Flint on Crops: Late Season Problems May Reduce Yields

    The month of August has flown by faster than some weeks, or at least that is the way it has seemed. During this month crops have changed from lush to drying fields that are being harvested in many localities.

    Soybeans range from ready for the combine to no more than two weeks from maturity with yellowing leaves that mean they are about finished. Cotton has more late disease than we have seen in many years. In the Delta rice heads are turning a golden straw color that suggests it’s time to drain and prepare for the harvest. The peanut crop is the only one that is still green but it too will soon be ready for the digger.

    This year it may take more than average yields and prices for farmers to overcome the backlog of debt from recent years. The reality for some is that this combination may not come together. For them the scenario is such that something akin to a miracle will be needed to stay in business.

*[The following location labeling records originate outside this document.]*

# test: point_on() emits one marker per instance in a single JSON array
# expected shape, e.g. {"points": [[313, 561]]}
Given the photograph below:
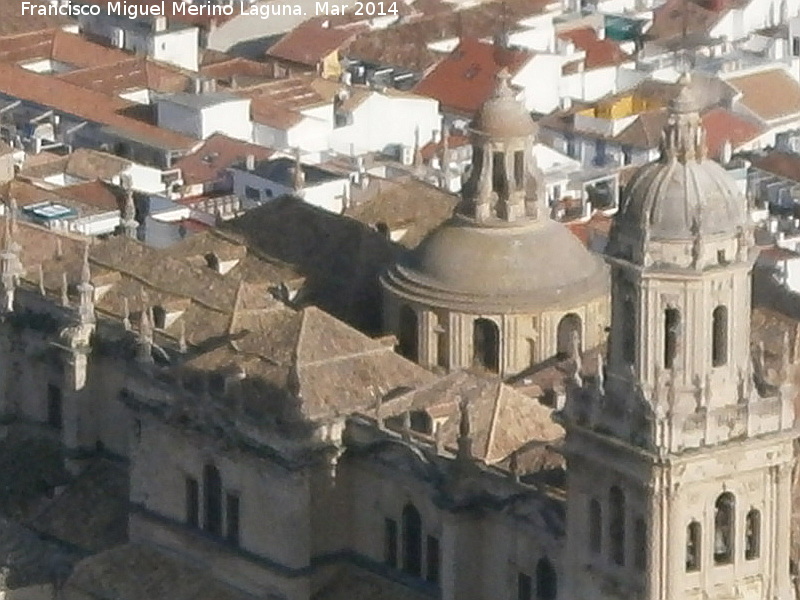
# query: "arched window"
{"points": [[212, 488], [595, 527], [752, 535], [421, 422], [412, 541], [640, 544], [672, 323], [486, 345], [724, 513], [629, 330], [546, 580], [719, 336], [499, 181], [212, 261], [616, 525], [568, 327], [408, 336], [159, 317], [693, 546]]}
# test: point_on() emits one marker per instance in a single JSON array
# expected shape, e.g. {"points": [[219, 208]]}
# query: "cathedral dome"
{"points": [[683, 194], [676, 201], [504, 268], [502, 116]]}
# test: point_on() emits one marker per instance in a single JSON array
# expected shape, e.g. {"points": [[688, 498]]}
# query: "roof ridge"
{"points": [[494, 420]]}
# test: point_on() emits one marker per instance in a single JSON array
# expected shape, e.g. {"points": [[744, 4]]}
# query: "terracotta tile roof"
{"points": [[772, 95], [406, 44], [208, 163], [466, 78], [85, 104], [277, 103], [669, 20], [231, 69], [93, 164], [340, 256], [722, 125], [599, 53], [645, 131], [309, 43], [407, 205], [777, 162], [130, 74]]}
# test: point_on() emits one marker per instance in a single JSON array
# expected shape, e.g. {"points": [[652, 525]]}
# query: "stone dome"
{"points": [[502, 115], [683, 195], [673, 201], [506, 268]]}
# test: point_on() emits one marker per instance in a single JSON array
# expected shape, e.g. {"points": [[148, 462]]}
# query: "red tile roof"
{"points": [[464, 80], [782, 164], [722, 125], [772, 95], [599, 53], [85, 104], [309, 43], [406, 44], [217, 153], [700, 16]]}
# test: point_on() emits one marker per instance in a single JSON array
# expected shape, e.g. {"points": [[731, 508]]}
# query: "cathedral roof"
{"points": [[683, 194], [502, 115], [502, 419], [139, 572], [501, 268], [497, 252]]}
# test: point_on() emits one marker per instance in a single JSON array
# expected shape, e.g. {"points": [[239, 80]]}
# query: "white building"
{"points": [[204, 114], [172, 43], [259, 182]]}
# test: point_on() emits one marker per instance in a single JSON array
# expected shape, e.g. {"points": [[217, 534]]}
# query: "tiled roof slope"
{"points": [[138, 572], [464, 80], [772, 94], [406, 44], [402, 204], [341, 257], [599, 52], [85, 104], [502, 420], [209, 161]]}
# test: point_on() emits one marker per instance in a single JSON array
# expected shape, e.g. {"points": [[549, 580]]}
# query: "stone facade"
{"points": [[682, 456]]}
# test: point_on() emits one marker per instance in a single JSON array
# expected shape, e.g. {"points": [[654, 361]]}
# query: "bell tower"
{"points": [[679, 457]]}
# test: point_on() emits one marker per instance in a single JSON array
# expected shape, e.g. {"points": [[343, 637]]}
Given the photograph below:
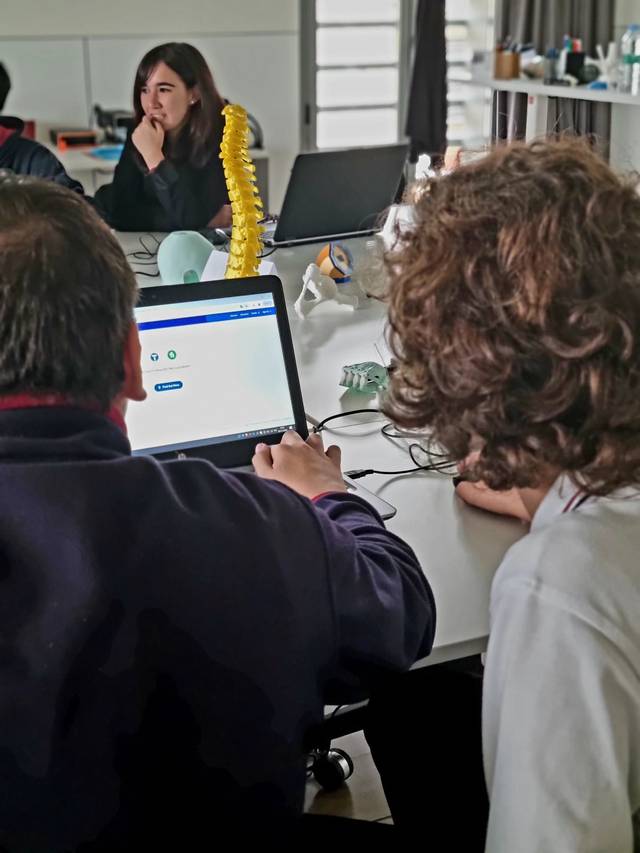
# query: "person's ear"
{"points": [[132, 387]]}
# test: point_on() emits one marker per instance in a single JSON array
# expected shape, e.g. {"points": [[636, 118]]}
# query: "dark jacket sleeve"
{"points": [[190, 197], [122, 203], [38, 161], [384, 608], [174, 196]]}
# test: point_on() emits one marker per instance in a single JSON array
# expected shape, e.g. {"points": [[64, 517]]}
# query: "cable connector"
{"points": [[358, 473]]}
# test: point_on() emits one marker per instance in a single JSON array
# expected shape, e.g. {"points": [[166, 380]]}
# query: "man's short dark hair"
{"points": [[5, 85], [66, 295]]}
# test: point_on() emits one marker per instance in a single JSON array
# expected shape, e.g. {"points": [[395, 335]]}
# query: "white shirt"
{"points": [[561, 707]]}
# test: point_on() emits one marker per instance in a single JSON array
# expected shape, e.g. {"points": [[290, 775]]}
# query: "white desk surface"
{"points": [[458, 547], [81, 160]]}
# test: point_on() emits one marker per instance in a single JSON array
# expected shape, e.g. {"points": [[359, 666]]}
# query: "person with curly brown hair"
{"points": [[515, 321]]}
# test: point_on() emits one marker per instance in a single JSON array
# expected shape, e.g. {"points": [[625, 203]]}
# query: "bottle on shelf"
{"points": [[629, 81]]}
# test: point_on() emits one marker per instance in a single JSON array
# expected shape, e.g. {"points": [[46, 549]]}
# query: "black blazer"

    This may all sound bad but I believe an event of providence will happen to allow them to continue. I wish I was smart enough to see the future and know just how it will take place.

    When we look back at the past as I often do in efforts to understand the present the combination of early wet, midseason dry, and daily rain in late July and August along with high temperatures set the stage for problems.

    Diseases, worms, plant bugs, stinkbugs, and other pests have led to an expensive crop for a lot of farmers but have not been much of a problem for others, mainly due to the early season practices were applied to influence soil fertility, plant development, and beneficial insect populations.

    Many of the producers I work with also have livestock and I have seen them have more problems with armyworms in pastures and hay fields than during any year in my memory. There is little doubt that most of these issues were weather related.

    Dryland corn yields are generally down this year resulting from weather related stand establishment problems and drought during the grain filling period. Weather has influenced the development of the larval pests of several kinds, kudzu bugs, and stinkbugs in soybeans, plus the most frequent incidence of aerial web blight I have witnessed.

    There have also been significant numbers of fields showing stem canker and SDS. Another notable problem has been the widespread incidence of potash deficiency related to poor root development related to the early wet period. We are also finding sprouted seed in immature pods. The few brave souls who planted milo are also dealing with sprouting of seeds in heads that may render the crop unmarketable.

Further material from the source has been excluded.